By Lauren Smith | McClatchy News Service
SEATTLE — Let Kyle Seager, the most established player on the Mariners’ roster, who has been with the club for the past decade, explain who Dylan Moore is as a baseball player.
“He is an absolute stud,” Seager, Seattle’s veteran third baseman, said earlier this season about the club’s second-year utility player. “He hammers balls. He hits the ball so hard. The defensive versatility is great. He can really pick it, anywhere he goes, he’s really clean there. And he runs. He steals bags. He takes the extra base. He is a ball player — there’s no doubt about it.”
The production the Mariners have seen from Moore — a 28-year-old who spent much of last season acclimating to the big leagues after winning a spot on his first Opening Day roster — in his second season has indeed been one of the most intriguing developments of the Mariners’ season of opportunity for young players.
“He’s an exciting player,” manager Scott Servais said recently. “He can certainly bring a lot to the game.”
Moore’s consistent bat, his ability to plug and play defensively wherever the Mariners need him any given day, and his aggression on the base paths have turned him into an everyday player in Seattle.
“Dylan’s having a great year,” Servais said. “You love to see players that get an opportunity, they grasp onto it, and then they take it and run with it. … He’s seeing the ball great, playing with a ton of confidence on the bases, defensively and certainly in the batter’s box.”
Entering the final week of the regular season, which opened Monday with a three-game series against the Astros at T-Mobile Park in Seattle, Moore was hitting .261/.361/.507 with nine doubles, eight home runs, 17 RBI and 12 stolen bases in 37 games played.
Moore’s stolen bases ranked tied for third in the majors entering Monday, while the club as a whole ranks tied for second with 46. Moore leads the way for Seattle by a significant margin, with Seager, J.P. Crawford and Tim Lopes all tied behind him with five stolen bags apiece.
“Just trying to score runs any way I can,” Moore said recently. “They’ve given me a green light, I would say, and just trying to increase my value as a baseball player and be productive not only at the plate and on defense, but on the bases as well.
“And I think as a group we’ve kind of grown in that regard. We’re younger, we’re more athletic and we’re using that to our advantage.”
Moore has been an offensive leader for Seattle throughout the season in most categories. Despite missing 10 games with a wrist injury in late August and early September, Moore ranks in the top five among Mariners hitters in runs scored, hits, doubles, homers — he’s second behind American League Rookie of the Year candidate Kyle Lewis, who has 11 — stolen bases, walks, batting average and on-base percentage. His slugging percentage and OPS (.869) both lead players on the active roster as of Monday.

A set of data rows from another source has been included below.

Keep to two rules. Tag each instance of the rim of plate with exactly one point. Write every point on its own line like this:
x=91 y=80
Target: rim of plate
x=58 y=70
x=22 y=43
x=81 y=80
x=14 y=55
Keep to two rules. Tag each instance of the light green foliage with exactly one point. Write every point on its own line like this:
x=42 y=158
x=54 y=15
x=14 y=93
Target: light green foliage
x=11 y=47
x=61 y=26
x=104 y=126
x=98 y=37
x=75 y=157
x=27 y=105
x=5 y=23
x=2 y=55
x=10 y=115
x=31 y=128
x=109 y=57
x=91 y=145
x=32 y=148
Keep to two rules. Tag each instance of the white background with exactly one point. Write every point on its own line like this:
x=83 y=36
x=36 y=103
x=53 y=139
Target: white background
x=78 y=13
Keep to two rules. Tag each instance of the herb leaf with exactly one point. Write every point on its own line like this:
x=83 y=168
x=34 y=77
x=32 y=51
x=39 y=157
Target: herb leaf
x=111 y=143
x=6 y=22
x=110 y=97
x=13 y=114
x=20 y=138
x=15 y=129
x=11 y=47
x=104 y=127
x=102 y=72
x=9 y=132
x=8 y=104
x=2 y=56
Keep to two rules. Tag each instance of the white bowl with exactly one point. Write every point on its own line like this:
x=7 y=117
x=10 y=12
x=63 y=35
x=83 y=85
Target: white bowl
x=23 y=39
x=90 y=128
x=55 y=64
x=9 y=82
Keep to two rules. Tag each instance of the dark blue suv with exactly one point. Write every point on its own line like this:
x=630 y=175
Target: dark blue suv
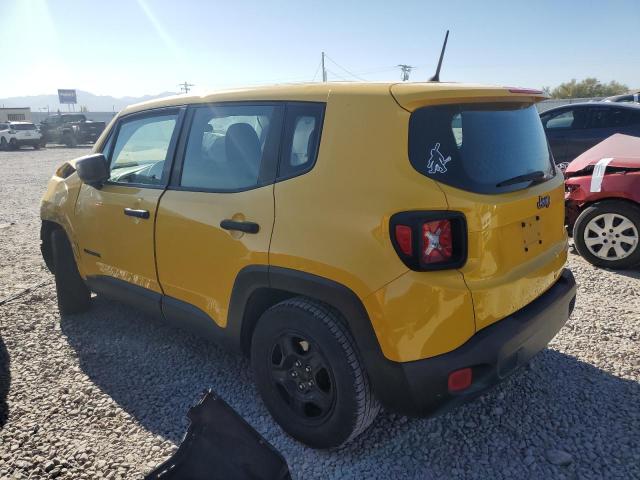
x=573 y=129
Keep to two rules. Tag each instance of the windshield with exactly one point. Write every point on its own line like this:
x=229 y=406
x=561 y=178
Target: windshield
x=23 y=126
x=478 y=147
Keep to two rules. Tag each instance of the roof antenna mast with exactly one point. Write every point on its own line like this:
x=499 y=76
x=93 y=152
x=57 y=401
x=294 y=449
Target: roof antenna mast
x=436 y=77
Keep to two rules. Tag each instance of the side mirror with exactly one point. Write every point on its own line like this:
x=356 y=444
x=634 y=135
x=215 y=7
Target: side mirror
x=93 y=169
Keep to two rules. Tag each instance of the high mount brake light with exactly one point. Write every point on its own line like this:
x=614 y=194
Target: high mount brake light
x=530 y=91
x=430 y=240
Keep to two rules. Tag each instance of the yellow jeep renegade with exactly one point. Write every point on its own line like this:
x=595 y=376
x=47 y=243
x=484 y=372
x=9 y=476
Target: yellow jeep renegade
x=395 y=244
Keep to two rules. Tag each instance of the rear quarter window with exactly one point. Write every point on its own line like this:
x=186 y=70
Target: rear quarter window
x=475 y=147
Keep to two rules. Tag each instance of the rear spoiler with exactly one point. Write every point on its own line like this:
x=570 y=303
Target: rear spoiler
x=411 y=96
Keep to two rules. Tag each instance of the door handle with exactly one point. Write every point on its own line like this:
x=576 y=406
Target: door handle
x=246 y=227
x=136 y=213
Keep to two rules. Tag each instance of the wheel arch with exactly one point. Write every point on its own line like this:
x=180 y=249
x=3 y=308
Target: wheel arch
x=46 y=229
x=259 y=287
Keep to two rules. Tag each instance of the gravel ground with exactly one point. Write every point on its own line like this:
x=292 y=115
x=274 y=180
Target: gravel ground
x=104 y=394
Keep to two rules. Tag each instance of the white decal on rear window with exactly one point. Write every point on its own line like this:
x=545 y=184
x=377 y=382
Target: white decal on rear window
x=598 y=174
x=437 y=163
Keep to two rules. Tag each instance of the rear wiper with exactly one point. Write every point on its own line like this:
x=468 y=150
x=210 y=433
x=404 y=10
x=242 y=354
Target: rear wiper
x=536 y=176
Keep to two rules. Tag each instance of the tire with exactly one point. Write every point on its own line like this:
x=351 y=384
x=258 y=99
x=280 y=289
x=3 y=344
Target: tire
x=613 y=225
x=73 y=294
x=70 y=140
x=335 y=403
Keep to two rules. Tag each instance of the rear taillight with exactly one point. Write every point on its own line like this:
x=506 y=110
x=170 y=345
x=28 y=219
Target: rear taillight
x=437 y=241
x=430 y=240
x=404 y=239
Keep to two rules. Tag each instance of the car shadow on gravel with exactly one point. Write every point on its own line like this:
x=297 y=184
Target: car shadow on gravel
x=5 y=383
x=155 y=373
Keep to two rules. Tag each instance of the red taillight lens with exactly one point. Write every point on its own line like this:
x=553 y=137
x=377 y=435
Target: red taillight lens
x=429 y=240
x=437 y=241
x=460 y=379
x=404 y=239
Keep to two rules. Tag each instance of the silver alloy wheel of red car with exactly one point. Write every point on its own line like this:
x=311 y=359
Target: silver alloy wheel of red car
x=611 y=236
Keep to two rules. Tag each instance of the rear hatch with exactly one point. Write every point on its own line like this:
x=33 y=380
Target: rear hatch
x=487 y=150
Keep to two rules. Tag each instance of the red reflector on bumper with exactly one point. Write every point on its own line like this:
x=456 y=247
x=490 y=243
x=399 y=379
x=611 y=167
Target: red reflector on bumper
x=460 y=379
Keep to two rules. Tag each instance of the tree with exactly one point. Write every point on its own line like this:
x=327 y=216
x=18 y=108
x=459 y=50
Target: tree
x=587 y=88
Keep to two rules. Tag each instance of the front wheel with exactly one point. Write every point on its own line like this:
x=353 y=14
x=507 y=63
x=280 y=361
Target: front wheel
x=73 y=294
x=309 y=373
x=607 y=234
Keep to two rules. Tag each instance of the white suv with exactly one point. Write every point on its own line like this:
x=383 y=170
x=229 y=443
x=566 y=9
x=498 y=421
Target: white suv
x=13 y=135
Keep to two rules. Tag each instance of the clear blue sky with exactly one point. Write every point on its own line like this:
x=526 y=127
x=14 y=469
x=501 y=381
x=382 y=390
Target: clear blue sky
x=135 y=47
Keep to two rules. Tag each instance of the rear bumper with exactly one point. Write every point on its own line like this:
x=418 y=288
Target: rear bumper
x=420 y=388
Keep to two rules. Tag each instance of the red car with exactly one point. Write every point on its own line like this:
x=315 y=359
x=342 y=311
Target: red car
x=603 y=202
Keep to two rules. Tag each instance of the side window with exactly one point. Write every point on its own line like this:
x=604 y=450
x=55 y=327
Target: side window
x=106 y=147
x=609 y=117
x=303 y=124
x=227 y=146
x=562 y=120
x=141 y=149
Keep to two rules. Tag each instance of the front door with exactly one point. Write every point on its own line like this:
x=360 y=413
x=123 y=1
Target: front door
x=217 y=215
x=116 y=222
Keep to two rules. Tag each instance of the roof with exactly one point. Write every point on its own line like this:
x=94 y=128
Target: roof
x=623 y=150
x=320 y=92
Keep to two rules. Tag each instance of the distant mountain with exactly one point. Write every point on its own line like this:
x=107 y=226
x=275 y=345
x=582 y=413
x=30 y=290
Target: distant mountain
x=94 y=103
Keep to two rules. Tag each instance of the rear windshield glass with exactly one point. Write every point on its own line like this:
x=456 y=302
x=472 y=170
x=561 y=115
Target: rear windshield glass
x=475 y=147
x=23 y=126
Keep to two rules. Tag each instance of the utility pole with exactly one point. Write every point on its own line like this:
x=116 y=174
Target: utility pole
x=185 y=87
x=405 y=70
x=324 y=70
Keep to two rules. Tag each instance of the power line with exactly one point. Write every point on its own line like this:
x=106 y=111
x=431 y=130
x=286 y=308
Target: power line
x=339 y=76
x=317 y=70
x=344 y=69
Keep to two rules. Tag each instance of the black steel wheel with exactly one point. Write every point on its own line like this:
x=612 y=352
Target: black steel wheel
x=302 y=376
x=310 y=375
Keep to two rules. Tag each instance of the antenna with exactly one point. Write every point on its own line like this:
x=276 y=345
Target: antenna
x=185 y=87
x=405 y=70
x=436 y=77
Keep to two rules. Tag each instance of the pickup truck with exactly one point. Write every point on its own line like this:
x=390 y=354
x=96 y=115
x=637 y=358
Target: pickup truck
x=70 y=129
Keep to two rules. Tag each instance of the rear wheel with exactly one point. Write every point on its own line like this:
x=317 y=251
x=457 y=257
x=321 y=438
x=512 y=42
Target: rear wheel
x=310 y=375
x=607 y=234
x=70 y=140
x=73 y=294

“I know he made some swing adjustments, the coaches have been working with him, but the ball comes off his bat hard, and it is loud,” Seager said. “His ability to drive the ball, especially to the opposite field, is impressive, and that’s also a testament to how athletic and how strong he is.”
Moore said following last season, when he hit .206/.302/.389 in 113 games, he wanted to be more direct to the ball, and create less swing-and-miss. He shortened up his approach, and the results have followed.
“It took some time for me to kind of figure out what went wrong last year, and if it was a timing thing, if it was something I could change with the lower half or the upper half,” Moore said. “But, I just figured that when I hit the ball on the barrel, I hit it pretty hard, and if I can increase the amount of times that I hit the barrel, and less swing-and-miss, then I think I’ll be more successful. That’s basically what it came down to.”
Moore proved as a rookie last season he can be a reliable defender wherever he’s needed, and has continued to offer the Mariners stability in the field appearing at first base (three games), second (nine), shortstop (three), third (two), left field (13), center (one) and right (13) this season.
But, his bat is what has made him a staple in Seattle’s lineup every day, where he usually bats second in the order.
“I knew that my opportunities would be a little bit staggered at first, but I knew that if I showed a little bit of consistency and a willingness to play multiple positions, and show my value that way, that I would get a shot,” Moore said. “That’s all this game is —opportunities and trying to take advantage of them, and I’m happy that I’ve done that so far, and I want to continue to do that.”
“I have been unbelievably impressed with him,” Seager said. “He’s a strong guy. He’s got some pop. He plays really good defensively. And he can run. In my eyes, he’s a stud. I think he’s really, really good. … He’s athletic, he moves well — he’s just a baseball player.”